Same kinda fits into the game world. Long gone is the handful of game devs hiding in their closet pumping out big games. They are left to Flash and other online distributable markets (XBLA and Steam excluded due to their near corporate standards).
It's never been easy to get mass distribution in stores. But now with increased costs, and high bars to leap over the indie developer is left doing it as an art of passion. (this is not a reference to the technologies at all... it is not that complicated to make a game if you know what the hell you are doing).
[edit]
some minor proof:
check out the SNES and Genesis and the MASS amounts of indie crap games that were spewed all over those machines like those stupid bible games and the sort.

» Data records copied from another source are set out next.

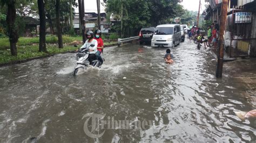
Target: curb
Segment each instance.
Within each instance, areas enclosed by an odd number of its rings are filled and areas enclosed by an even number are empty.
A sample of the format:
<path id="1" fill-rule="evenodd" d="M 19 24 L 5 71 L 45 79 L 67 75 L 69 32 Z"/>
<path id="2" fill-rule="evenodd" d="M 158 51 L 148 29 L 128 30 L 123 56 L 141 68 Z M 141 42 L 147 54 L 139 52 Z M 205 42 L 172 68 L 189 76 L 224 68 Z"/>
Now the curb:
<path id="1" fill-rule="evenodd" d="M 112 46 L 117 46 L 117 44 L 111 44 L 111 45 L 104 46 L 104 47 L 112 47 Z M 43 59 L 43 58 L 47 58 L 47 57 L 52 56 L 53 56 L 55 55 L 56 55 L 56 54 L 65 54 L 65 53 L 74 53 L 75 51 L 67 51 L 67 52 L 62 52 L 62 53 L 59 53 L 41 56 L 33 57 L 33 58 L 29 58 L 29 59 L 25 59 L 25 60 L 10 61 L 9 62 L 6 62 L 6 63 L 0 63 L 0 67 L 12 65 L 16 65 L 16 64 L 20 64 L 20 63 L 26 62 L 28 62 L 28 61 L 32 61 L 32 60 L 33 60 Z"/>
<path id="2" fill-rule="evenodd" d="M 210 49 L 209 50 L 210 51 L 210 53 L 211 53 L 211 54 L 214 57 L 215 59 L 218 59 L 218 57 L 217 57 L 217 55 L 216 55 L 216 54 L 215 54 L 215 53 L 212 51 L 212 49 Z M 223 62 L 230 62 L 230 61 L 235 61 L 237 60 L 237 58 L 224 58 L 223 59 Z"/>

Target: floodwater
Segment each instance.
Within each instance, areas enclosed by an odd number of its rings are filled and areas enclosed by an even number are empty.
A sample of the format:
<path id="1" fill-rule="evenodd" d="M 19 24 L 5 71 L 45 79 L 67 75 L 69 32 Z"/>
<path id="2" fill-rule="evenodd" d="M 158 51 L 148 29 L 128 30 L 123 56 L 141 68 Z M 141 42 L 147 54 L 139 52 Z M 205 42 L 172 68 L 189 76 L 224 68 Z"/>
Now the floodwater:
<path id="1" fill-rule="evenodd" d="M 186 39 L 172 49 L 171 65 L 164 62 L 165 48 L 107 47 L 100 69 L 76 77 L 73 53 L 0 67 L 0 141 L 255 141 L 255 120 L 241 121 L 234 113 L 253 109 L 242 96 L 245 85 L 228 75 L 216 79 L 215 60 L 196 46 Z M 98 121 L 108 123 L 130 120 L 131 127 L 100 128 L 96 123 L 95 128 L 86 113 L 105 115 Z M 144 120 L 153 124 L 132 124 Z M 85 125 L 93 134 L 104 133 L 91 138 Z"/>

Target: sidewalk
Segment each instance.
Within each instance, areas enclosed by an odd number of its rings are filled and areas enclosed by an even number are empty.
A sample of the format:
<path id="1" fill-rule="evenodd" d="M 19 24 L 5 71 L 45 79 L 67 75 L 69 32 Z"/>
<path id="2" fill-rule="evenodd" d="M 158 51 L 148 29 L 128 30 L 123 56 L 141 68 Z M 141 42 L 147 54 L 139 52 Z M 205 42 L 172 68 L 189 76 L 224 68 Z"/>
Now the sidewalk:
<path id="1" fill-rule="evenodd" d="M 223 73 L 244 83 L 244 96 L 256 108 L 256 58 L 242 59 L 224 63 Z"/>

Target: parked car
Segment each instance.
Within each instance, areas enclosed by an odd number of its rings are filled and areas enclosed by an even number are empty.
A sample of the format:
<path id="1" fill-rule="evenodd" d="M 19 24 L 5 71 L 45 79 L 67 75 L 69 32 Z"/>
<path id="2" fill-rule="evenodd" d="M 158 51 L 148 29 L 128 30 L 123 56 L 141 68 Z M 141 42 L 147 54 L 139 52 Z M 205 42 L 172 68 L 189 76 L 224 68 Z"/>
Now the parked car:
<path id="1" fill-rule="evenodd" d="M 151 47 L 174 47 L 180 44 L 181 35 L 179 24 L 158 25 L 151 40 Z"/>
<path id="2" fill-rule="evenodd" d="M 154 27 L 144 27 L 139 32 L 139 44 L 150 44 L 154 32 Z"/>
<path id="3" fill-rule="evenodd" d="M 180 25 L 180 34 L 181 35 L 180 41 L 184 42 L 185 41 L 185 30 L 184 27 Z"/>
<path id="4" fill-rule="evenodd" d="M 183 27 L 184 28 L 184 31 L 185 33 L 187 33 L 187 30 L 189 29 L 187 25 L 186 24 L 181 24 L 180 25 L 181 27 Z"/>

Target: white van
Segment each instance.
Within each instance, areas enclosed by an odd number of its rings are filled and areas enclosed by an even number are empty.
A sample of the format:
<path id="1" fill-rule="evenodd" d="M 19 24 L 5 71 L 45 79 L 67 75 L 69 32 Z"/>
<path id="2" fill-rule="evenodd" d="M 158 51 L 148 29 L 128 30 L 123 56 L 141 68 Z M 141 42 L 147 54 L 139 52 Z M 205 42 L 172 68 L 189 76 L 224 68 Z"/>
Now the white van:
<path id="1" fill-rule="evenodd" d="M 179 24 L 158 25 L 151 40 L 151 47 L 174 47 L 180 42 L 181 34 Z"/>
<path id="2" fill-rule="evenodd" d="M 186 24 L 181 24 L 180 25 L 180 27 L 183 27 L 184 28 L 184 31 L 186 33 L 187 33 L 187 30 L 188 29 L 188 27 L 187 27 L 187 25 Z"/>

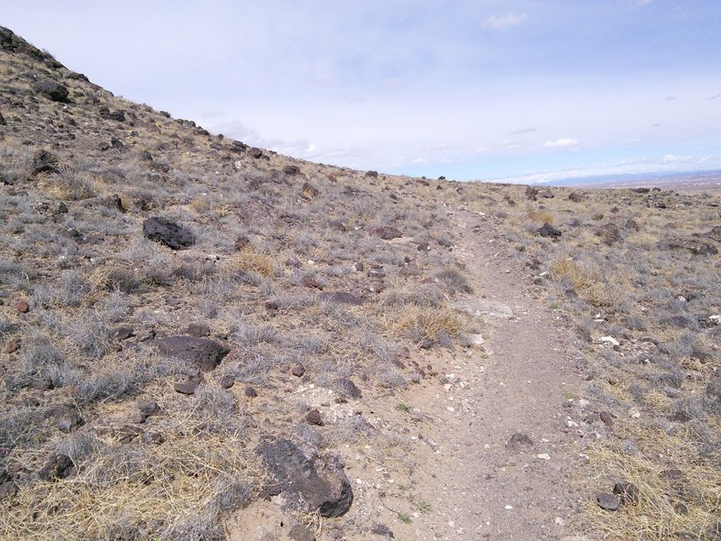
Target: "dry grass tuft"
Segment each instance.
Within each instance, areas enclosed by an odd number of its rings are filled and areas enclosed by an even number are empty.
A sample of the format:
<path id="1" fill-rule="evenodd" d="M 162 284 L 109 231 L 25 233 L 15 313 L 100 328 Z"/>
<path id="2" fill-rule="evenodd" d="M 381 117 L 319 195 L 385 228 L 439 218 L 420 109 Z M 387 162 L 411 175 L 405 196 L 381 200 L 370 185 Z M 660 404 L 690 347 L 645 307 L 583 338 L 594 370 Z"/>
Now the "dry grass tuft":
<path id="1" fill-rule="evenodd" d="M 162 445 L 78 436 L 66 451 L 78 473 L 21 486 L 0 514 L 0 537 L 224 538 L 224 515 L 250 501 L 262 472 L 243 455 L 246 438 L 183 424 Z"/>
<path id="2" fill-rule="evenodd" d="M 607 275 L 590 261 L 577 262 L 561 255 L 550 270 L 554 280 L 568 280 L 581 298 L 596 307 L 616 307 L 625 297 L 625 280 Z"/>
<path id="3" fill-rule="evenodd" d="M 416 342 L 454 338 L 464 328 L 458 312 L 445 307 L 406 307 L 385 315 L 386 328 L 397 335 L 409 335 Z"/>
<path id="4" fill-rule="evenodd" d="M 260 276 L 272 276 L 275 263 L 270 256 L 257 252 L 250 244 L 228 260 L 226 267 L 231 270 L 255 272 Z"/>
<path id="5" fill-rule="evenodd" d="M 602 533 L 604 539 L 619 541 L 718 539 L 721 470 L 717 453 L 716 459 L 704 457 L 691 443 L 693 438 L 683 432 L 671 436 L 640 426 L 628 432 L 625 436 L 638 441 L 644 453 L 629 454 L 619 445 L 607 443 L 590 453 L 597 477 L 589 491 L 593 494 L 599 486 L 608 490 L 624 481 L 638 487 L 639 500 L 613 513 L 602 510 L 595 500 L 589 501 L 586 518 L 592 530 Z M 667 472 L 671 470 L 679 480 L 670 478 Z"/>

Then compare to the number of indie crap games released for the PS2 or XBOX and XBOX360. Nothing alike.
Higher expectations from a gamer means higher demands on the developer. Now I'm not saying we shouldn't have better games... we most definitely should. But come on now, my sarcastic remark about a trivial extension of games like "Making of Features" is just going the wrong direction. My point is why add this trite BS to a game when we could demand much more from the developers like a new freaking game that isn't some rehashed MMO or FPS.